As he explained, the weak point in the definition of terrorism was the inclusion of actions that were designed to “influence” the government or an international governmental organisation. Other countries, and international definitions, set the bar higher. Anderson therefore recommended that the word “influence”, in section 1 (1) (b) of the Terrorism Act 2000, should be replaced with “compel, coerce or undermine”.

 

He also recommended the repeal of section 1(3), which says that if firearms or explosives are used, there is no need even to prove that terrorist actions were designed to influence the government or intimidate the public.

 

The provision was intended to cover terrorist assassinations. But Anderson said the justification for it was weak — killing an individual is already a crime — although it does not apply to assassination by stabbing or by running someone down with a car. “It makes a terrorist of the boy who threatens to shoot his teacher on a fascist website, and of the racist who throws a pipe bomb at his neighbour’s wall, in each case intending only to harm (or alarm) their immediate victims. The criminality of such people is obvious, and serious; but the terrorist label is inappropriate.”

 

Anderson’s recommendations are clearly sensible — and all the more necessary now that the Crown Prosecution Service is no longer supervised by an attorney general with a track record of independence. The government has already shown itself willing to tighten schedule 7, and most of these amendments have recently come into force. But, with an election looming, the home secretary may be reluctant to reduce the breadth of terrorism itself, however string a case the reviewer makes. She might argue that we should wait for the outcome of the Miranda appeal.

 

Alternatively, Theresa May could do what the prime minister did when faced with unpalatable advice from Dominic Grieve and sack the messenger. On 10 July, she announced, with cross-party support, that Anderson would be leading the first stage of a detailed review of interception and data collection powers, reporting before the general election. It’s only the first stage, though May wants to replace Anderson with a so-called privacy and civil liberties board, modelled on a similarly named body in the US.

 

Whether Anderson will wish to be part of that is far from clear. He said in his report that the sort of lawyer who serves as independent reviewer is “most unlikely to leave their profession for a full-time appointment of several years’ duration” on a quango.
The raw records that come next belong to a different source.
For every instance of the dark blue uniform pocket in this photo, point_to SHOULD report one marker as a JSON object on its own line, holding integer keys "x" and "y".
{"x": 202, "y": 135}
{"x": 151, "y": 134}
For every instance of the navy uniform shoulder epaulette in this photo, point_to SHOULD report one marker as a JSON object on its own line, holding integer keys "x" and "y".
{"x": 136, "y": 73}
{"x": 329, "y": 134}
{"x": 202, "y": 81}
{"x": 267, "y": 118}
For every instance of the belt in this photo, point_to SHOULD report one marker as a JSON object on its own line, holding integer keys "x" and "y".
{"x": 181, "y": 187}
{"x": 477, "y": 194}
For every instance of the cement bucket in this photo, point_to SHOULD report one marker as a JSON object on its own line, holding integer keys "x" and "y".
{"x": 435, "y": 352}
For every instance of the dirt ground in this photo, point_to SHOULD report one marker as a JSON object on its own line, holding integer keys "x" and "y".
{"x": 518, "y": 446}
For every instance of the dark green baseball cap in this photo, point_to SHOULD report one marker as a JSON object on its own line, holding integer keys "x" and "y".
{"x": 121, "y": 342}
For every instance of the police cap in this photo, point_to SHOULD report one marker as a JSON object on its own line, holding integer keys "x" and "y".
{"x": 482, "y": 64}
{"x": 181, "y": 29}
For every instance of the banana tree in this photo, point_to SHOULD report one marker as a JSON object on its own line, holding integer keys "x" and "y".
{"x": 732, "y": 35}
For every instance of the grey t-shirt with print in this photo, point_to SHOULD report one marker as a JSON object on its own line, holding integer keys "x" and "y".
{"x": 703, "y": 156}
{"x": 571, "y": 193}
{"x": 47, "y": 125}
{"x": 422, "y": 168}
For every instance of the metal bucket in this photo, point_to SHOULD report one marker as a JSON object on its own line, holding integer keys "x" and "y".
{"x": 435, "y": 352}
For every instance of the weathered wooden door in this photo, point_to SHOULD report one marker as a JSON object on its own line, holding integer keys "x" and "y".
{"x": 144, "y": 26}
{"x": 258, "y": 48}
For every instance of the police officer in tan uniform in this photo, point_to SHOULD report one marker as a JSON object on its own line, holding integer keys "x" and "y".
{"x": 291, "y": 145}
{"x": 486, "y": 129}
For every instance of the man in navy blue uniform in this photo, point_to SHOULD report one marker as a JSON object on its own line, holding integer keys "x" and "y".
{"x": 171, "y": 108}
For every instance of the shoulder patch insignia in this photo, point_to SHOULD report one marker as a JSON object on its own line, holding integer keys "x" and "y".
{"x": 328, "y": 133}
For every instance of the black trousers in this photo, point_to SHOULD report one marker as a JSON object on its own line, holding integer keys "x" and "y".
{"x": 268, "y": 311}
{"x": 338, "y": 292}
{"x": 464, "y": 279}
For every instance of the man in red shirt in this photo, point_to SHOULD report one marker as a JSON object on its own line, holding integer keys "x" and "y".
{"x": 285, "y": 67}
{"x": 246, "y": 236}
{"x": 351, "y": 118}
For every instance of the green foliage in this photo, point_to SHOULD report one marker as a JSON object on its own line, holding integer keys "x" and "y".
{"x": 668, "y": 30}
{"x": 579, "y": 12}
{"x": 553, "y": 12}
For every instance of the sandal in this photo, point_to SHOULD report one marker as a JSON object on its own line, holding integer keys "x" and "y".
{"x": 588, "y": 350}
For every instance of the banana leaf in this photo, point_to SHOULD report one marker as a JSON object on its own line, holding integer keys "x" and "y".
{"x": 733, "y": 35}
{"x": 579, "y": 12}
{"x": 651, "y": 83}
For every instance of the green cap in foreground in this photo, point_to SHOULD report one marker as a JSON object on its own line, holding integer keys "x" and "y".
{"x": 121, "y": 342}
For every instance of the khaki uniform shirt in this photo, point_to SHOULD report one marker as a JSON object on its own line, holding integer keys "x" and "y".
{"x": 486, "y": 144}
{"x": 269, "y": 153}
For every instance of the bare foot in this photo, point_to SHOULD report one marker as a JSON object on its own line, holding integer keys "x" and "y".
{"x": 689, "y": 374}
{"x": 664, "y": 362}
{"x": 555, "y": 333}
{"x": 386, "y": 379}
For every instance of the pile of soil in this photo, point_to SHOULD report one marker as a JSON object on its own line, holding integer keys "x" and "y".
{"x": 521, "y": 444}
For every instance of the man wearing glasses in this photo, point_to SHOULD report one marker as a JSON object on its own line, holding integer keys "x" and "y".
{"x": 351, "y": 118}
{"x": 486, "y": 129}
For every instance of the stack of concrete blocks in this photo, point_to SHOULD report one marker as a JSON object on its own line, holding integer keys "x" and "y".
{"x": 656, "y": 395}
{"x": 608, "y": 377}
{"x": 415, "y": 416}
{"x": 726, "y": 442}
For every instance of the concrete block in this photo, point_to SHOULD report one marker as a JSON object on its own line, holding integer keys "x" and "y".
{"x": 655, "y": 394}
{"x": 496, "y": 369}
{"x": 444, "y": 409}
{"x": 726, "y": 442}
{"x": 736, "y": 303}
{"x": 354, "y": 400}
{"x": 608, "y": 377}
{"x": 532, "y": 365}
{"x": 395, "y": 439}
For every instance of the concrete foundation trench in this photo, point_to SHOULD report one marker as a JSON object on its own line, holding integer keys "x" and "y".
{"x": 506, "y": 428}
He has warned ministers that, unless all board members are given the extraordinary level of access to secret material that he and his predecessors have always enjoyed, replacing the independent reviewer with a board “risks promoting the appearance of effective scrutiny while diminishing its reality”. The proposal requires “the most careful scrutiny”, Anderson added in his annual report.

 

Only a cynic would suspect that a body with privacy and civil liberties in its title might be intended to curtail these rights rather than enhance them. But no government these days would set up a system under which unfettered access to the country’s greatest secrets is given to independent amateurs, ranging from Lord Shackleton and Earl Jellicoe in the 1970 and 80s to Lord Carlile and Anderson himself in the years since 2001 — especially when reviewers recommend something as unpalatable as a redefinition of terrorism.

 

May seems determined to bring the present system to an end: “terms of reference” published by the government last week said “legislation to put the independent privacy and civil liberties board into place will be brought forward in this session” of parliament. If she succeeds, we shall all be the poorer.